Elisângela Machado Côrtes
Defensora pública federal
O Projeto Volta Grande (PVG), da mineradora canadense Belo Sun[1], pretende se instalar na região conhecida como Volta Grande do Xingu (PA), palco dos principais impactos socioambientais causados pela Usina Hidrelétrica Belo Monte. Se efetivado, o empreendimento instalará a maior mina de ouro a céu aberto do país, com uma barragem de rejeitos ainda maior do que a que se rompeu em Mariana (MG).
Desde seu início, os Ministérios Públicos Federal e do Estado e as Defensorias Públicas da União (DPU) e do Estado (DPE) têm apontado falhas no respectivo processo de licenciamento.
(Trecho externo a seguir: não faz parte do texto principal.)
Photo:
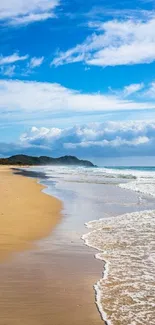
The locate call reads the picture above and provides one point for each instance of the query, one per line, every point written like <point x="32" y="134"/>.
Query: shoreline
<point x="27" y="213"/>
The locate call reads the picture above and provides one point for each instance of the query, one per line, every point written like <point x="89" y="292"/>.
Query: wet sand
<point x="49" y="283"/>
<point x="26" y="214"/>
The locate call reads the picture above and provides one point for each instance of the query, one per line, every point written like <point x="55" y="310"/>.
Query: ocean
<point x="120" y="204"/>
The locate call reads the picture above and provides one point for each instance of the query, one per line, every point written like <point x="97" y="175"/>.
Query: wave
<point x="125" y="294"/>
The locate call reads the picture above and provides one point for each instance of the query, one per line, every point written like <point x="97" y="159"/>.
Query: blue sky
<point x="77" y="77"/>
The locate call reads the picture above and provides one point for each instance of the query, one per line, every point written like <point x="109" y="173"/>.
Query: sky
<point x="77" y="78"/>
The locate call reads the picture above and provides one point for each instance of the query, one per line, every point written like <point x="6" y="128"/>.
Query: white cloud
<point x="36" y="62"/>
<point x="115" y="43"/>
<point x="132" y="89"/>
<point x="24" y="12"/>
<point x="8" y="71"/>
<point x="15" y="57"/>
<point x="39" y="96"/>
<point x="150" y="92"/>
<point x="108" y="138"/>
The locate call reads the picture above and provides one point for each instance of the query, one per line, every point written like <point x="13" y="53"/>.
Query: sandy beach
<point x="26" y="214"/>
<point x="42" y="281"/>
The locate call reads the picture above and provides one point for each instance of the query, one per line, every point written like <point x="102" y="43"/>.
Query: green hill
<point x="43" y="160"/>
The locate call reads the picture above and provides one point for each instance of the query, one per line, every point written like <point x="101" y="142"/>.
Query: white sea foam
<point x="126" y="293"/>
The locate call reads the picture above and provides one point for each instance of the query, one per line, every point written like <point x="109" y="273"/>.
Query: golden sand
<point x="26" y="214"/>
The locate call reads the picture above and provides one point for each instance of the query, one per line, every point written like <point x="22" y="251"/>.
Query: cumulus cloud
<point x="19" y="12"/>
<point x="115" y="42"/>
<point x="99" y="139"/>
<point x="15" y="57"/>
<point x="36" y="62"/>
<point x="37" y="96"/>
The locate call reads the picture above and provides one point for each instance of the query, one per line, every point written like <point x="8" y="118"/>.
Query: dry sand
<point x="26" y="214"/>
<point x="38" y="285"/>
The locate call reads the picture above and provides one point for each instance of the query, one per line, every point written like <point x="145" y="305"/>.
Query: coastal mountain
<point x="24" y="160"/>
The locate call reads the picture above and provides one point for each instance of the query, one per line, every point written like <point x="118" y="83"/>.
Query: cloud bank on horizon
<point x="107" y="139"/>
<point x="66" y="63"/>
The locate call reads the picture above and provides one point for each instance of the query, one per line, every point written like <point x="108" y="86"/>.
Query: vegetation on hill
<point x="24" y="160"/>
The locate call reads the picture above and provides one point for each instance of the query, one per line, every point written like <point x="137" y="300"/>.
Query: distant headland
<point x="24" y="160"/>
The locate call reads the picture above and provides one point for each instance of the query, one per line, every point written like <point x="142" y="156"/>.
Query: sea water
<point x="125" y="295"/>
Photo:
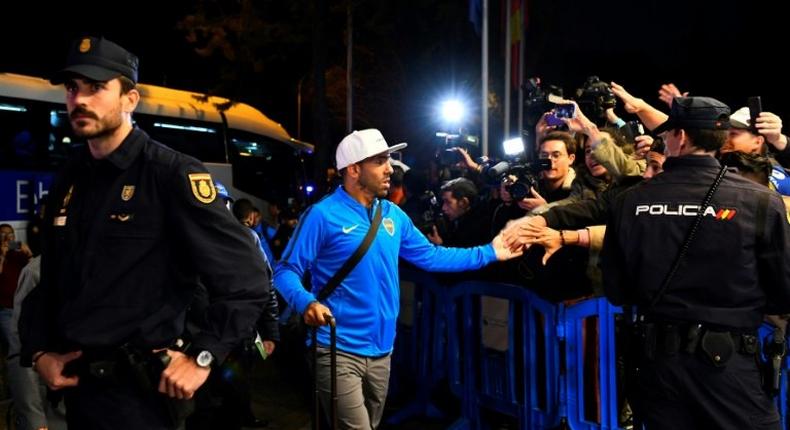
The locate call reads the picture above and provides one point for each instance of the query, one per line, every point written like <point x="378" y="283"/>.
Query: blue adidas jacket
<point x="366" y="303"/>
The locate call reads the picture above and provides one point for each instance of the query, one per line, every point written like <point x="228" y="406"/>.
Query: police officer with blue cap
<point x="131" y="227"/>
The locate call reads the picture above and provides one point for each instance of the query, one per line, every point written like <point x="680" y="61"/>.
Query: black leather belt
<point x="666" y="338"/>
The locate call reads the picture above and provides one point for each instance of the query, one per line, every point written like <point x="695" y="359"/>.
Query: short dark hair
<point x="567" y="138"/>
<point x="709" y="140"/>
<point x="460" y="188"/>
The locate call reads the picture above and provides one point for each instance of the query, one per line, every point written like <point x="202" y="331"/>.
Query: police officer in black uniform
<point x="697" y="349"/>
<point x="131" y="226"/>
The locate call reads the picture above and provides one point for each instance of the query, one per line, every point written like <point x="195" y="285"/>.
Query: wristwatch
<point x="204" y="359"/>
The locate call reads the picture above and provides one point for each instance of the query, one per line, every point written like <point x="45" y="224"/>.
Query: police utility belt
<point x="716" y="345"/>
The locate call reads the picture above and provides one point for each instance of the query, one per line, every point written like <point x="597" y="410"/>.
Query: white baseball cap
<point x="362" y="144"/>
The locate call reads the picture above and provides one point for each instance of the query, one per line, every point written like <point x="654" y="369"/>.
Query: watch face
<point x="204" y="359"/>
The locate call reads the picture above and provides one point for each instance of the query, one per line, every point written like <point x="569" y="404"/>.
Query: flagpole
<point x="521" y="59"/>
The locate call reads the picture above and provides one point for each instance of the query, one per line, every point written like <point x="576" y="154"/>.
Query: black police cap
<point x="98" y="59"/>
<point x="703" y="113"/>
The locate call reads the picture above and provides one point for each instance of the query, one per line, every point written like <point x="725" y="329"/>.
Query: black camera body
<point x="631" y="130"/>
<point x="536" y="99"/>
<point x="447" y="155"/>
<point x="526" y="175"/>
<point x="594" y="98"/>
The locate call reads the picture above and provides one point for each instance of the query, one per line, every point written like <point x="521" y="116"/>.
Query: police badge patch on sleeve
<point x="202" y="187"/>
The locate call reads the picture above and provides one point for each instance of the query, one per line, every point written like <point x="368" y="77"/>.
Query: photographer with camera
<point x="13" y="258"/>
<point x="555" y="182"/>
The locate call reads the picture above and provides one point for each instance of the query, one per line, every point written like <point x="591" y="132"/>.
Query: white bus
<point x="251" y="154"/>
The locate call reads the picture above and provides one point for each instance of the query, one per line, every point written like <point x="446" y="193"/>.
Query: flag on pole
<point x="475" y="15"/>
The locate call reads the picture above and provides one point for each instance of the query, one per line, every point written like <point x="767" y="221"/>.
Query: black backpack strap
<point x="349" y="265"/>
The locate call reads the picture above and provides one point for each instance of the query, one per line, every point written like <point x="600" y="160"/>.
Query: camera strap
<point x="687" y="242"/>
<point x="349" y="265"/>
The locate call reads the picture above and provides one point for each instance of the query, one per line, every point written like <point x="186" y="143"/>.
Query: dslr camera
<point x="594" y="98"/>
<point x="446" y="155"/>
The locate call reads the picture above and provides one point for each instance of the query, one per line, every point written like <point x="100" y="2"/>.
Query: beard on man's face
<point x="81" y="119"/>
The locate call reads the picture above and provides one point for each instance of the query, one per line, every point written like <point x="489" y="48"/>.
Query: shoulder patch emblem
<point x="389" y="225"/>
<point x="202" y="187"/>
<point x="127" y="192"/>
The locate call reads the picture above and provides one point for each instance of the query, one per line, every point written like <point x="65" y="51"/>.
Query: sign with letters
<point x="21" y="193"/>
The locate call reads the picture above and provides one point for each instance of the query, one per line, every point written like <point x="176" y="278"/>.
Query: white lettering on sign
<point x="20" y="196"/>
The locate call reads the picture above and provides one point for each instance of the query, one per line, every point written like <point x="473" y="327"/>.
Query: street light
<point x="453" y="111"/>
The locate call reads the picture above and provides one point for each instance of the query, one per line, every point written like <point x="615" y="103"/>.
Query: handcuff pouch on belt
<point x="717" y="347"/>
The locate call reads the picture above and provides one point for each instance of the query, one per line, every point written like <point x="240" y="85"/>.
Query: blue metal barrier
<point x="765" y="333"/>
<point x="423" y="361"/>
<point x="504" y="381"/>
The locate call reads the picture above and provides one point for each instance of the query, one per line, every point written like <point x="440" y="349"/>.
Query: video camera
<point x="631" y="130"/>
<point x="594" y="98"/>
<point x="430" y="212"/>
<point x="536" y="99"/>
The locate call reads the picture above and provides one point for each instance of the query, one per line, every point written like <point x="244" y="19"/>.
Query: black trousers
<point x="683" y="391"/>
<point x="98" y="405"/>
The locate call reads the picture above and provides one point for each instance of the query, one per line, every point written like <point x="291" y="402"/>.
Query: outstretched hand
<point x="668" y="92"/>
<point x="770" y="126"/>
<point x="503" y="252"/>
<point x="547" y="237"/>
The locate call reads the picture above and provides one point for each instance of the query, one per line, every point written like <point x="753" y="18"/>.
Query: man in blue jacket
<point x="366" y="302"/>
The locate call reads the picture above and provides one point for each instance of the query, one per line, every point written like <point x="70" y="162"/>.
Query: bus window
<point x="264" y="167"/>
<point x="201" y="140"/>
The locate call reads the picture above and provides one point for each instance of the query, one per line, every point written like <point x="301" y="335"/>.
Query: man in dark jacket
<point x="130" y="227"/>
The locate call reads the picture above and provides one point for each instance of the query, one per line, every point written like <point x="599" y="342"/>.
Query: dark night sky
<point x="727" y="49"/>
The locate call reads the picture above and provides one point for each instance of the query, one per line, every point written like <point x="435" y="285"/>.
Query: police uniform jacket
<point x="126" y="240"/>
<point x="736" y="269"/>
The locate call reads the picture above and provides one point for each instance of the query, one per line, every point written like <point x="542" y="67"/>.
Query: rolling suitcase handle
<point x="333" y="374"/>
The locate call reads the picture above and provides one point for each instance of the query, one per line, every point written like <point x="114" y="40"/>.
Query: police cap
<point x="98" y="59"/>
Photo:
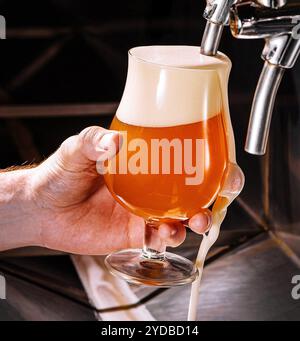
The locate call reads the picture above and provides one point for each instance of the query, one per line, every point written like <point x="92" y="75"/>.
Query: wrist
<point x="20" y="224"/>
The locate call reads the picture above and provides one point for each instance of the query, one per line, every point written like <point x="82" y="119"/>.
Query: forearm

Há decisão judicial vigente suspendendo sua instalação devido à falta de estudos dos impactos sobre as comunidades indígenas da região[2].
Além disso, a área pretendida pela mineradora é de terras públicas federais sob domínio do Incra, onde estão comunidades tradicionais que exercem atividades de agricultura, pesca e extrativismo de subsistência.
Nos últimos anos, vários instrumentos foram firmados para agilizar o repasse de terras do Incra à empresa, culminando, em 26 de novembro de 2021, na celebração do Contrato de Concessão de Uso n.º 1.224/2021. Com isso, a autarquia constituiu, em favor da Belo Sun, o “direito de Uso, de 2.428,00 hectares, sendo que a área sobreposta ao PA Ressaca corresponde a 1.439,00 ha e a área sobreposta à Gleba Ituna é de 989,00 ha”.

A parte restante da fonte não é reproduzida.